A sweeping plan designed to handle booming enrollment in Minneapolis schools over the next five years goes before the school board for a vote Tuesday evening, meaning changes for almost a third of district students.

The plan arrives back at the board with two final changes from the revised version the board got last month:
• A competitive-entry elementary program for advanced students proposed for the Wilder building on Chicago Avenue has been dropped, but an undefined pre-kindergarden to fifth grade program would open there in 2015.
• A middle school in another portion of that building has also been scrapped in favor of expanding Sanford Middle School in 2016. The district previously backed off a shift opposed by some parents of middle-school Spanish immersion students from Anwatin Middle School to Wilder.

The proposal represents the biggest change since the district's massive restructuring of attendance patterns in 2009, when it was still reacting to declining enrollment.

It's designed to accommodate the 3,400 students the district projects it will add by 2017, and is aimed at creating some programs to attract students back from charter and other schools. Some of the changes respond to parent feedback in two rounds of community meetings held since the latest proposal was unveiled in September.

Some of those proposed changes include expanding the Spanish immersion program to a third elementary school at Sheridan (2015) and to Roosevelt High School, adding a second magnet at North High School (2015) focused on technical fields, possible later addition of an arts-technical program at Sanford and Roosevelt, and more early childhood programs.

The proposal affects about 10,500 students, although many won't see much change. Fewer than 500 would shift buildings involuntarily, mainly the move of older special education students in the Transition Plus program to the district-owned former Brown Institute building at Hi-Lake (2015), and the move of a French immersion program to the Cityview building (2015). Some students will follow different paths from elementary through middle and high schools, such as the addition of Roosevelt for Spanish immersion students (2014). Most downtown-area students starting school will be routed to reopened Webster (2015) school and then Northeast Middle and Edison High schools, rather than heading to Southwest High School. Still others will see new or expanded programs in their buildings, such as the proposed fourfold increase in classrooms at Sullivan and Andersen (2014) for students new to the country who don't speak English. Sanford's new gym would allow existing gyms to be converted to classrooms.

Overall, the proposal adds 1,400 more seats than the anticipated enrollment, more than half of those in the district's north and northeast zone. Some parents there has been unhappy about unclear pathways and programs in the proposal.
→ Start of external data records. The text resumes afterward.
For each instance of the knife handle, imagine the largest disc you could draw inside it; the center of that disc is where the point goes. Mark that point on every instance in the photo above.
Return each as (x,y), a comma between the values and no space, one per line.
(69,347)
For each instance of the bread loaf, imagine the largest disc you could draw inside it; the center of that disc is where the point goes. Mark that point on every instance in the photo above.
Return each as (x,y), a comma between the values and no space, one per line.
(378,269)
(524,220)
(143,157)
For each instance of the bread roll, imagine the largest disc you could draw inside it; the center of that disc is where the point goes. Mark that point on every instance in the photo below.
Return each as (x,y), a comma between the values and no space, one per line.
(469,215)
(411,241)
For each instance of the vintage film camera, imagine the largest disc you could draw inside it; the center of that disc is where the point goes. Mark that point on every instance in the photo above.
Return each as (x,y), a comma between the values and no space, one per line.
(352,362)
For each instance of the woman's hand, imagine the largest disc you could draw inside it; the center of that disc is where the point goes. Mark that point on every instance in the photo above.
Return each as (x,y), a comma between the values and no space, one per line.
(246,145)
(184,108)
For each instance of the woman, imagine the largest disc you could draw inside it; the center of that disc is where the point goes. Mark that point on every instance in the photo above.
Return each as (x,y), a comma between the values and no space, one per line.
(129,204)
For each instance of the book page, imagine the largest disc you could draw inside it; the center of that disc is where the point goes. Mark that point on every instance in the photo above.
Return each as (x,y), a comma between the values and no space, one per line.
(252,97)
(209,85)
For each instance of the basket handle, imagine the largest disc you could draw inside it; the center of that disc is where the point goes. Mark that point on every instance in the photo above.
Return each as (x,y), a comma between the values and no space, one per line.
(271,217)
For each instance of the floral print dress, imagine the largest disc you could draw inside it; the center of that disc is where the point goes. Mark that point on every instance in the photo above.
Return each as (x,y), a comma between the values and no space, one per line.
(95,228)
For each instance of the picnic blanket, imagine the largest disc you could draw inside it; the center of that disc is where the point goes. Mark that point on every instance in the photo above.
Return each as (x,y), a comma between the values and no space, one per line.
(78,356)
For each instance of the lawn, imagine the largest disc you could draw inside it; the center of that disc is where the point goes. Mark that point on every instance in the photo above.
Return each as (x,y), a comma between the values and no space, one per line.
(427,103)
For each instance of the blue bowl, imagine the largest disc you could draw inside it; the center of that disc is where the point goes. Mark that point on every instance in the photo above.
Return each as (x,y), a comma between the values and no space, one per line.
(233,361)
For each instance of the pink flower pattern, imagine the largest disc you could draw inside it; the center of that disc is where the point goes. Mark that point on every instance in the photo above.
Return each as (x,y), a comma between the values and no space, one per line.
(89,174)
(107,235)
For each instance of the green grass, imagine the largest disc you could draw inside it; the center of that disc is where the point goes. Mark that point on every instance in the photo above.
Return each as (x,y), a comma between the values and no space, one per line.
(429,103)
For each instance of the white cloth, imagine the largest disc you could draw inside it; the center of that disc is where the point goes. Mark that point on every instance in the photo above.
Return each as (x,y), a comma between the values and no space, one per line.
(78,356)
Adding more seats represents an effort to meet the needs of students through a variety of academic approaches, said LeAnn Dow, the district's project manager.

The proposal handles the biggest enrollment imbalance in the district's southwest zone by expanding Southwest (450 students) for 2016, sharing of classes at adjacent Ramsey Middle and Washburn High schools (450) starting in 2015, shifting downtown students to northeast (300) and the new Wilder preK-5 school (450). The Wilder program will be defined with parents in the feeder area once that is defined, Dow said.

Major points in the proposal: Expansion of Southwest, Sanford, Seward Montessori (2016); reopening of Franklin Middle (2015), Cityview, Webster and an expanded Cooper school (2017); new early childhood programs at Wilder, Webster, North and Davis Center; eventual addition of arts-technical programs at Sanford and Roosevelt; addition of all-day kindergarten at five southwest schools without it; bus passes for students from outside Minneapolis willing to open enroll in 2014 to high-poverty schools; locating one of Harvest Prep's sister charter schools at Lincoln building (2014).

The proposal defers to 2017 the idea of a college prep or audition-based arts high school, which some parents felt would weaken existing high school arts programs. A proposal to open a school that would help immigrant students through their college years was also deferred.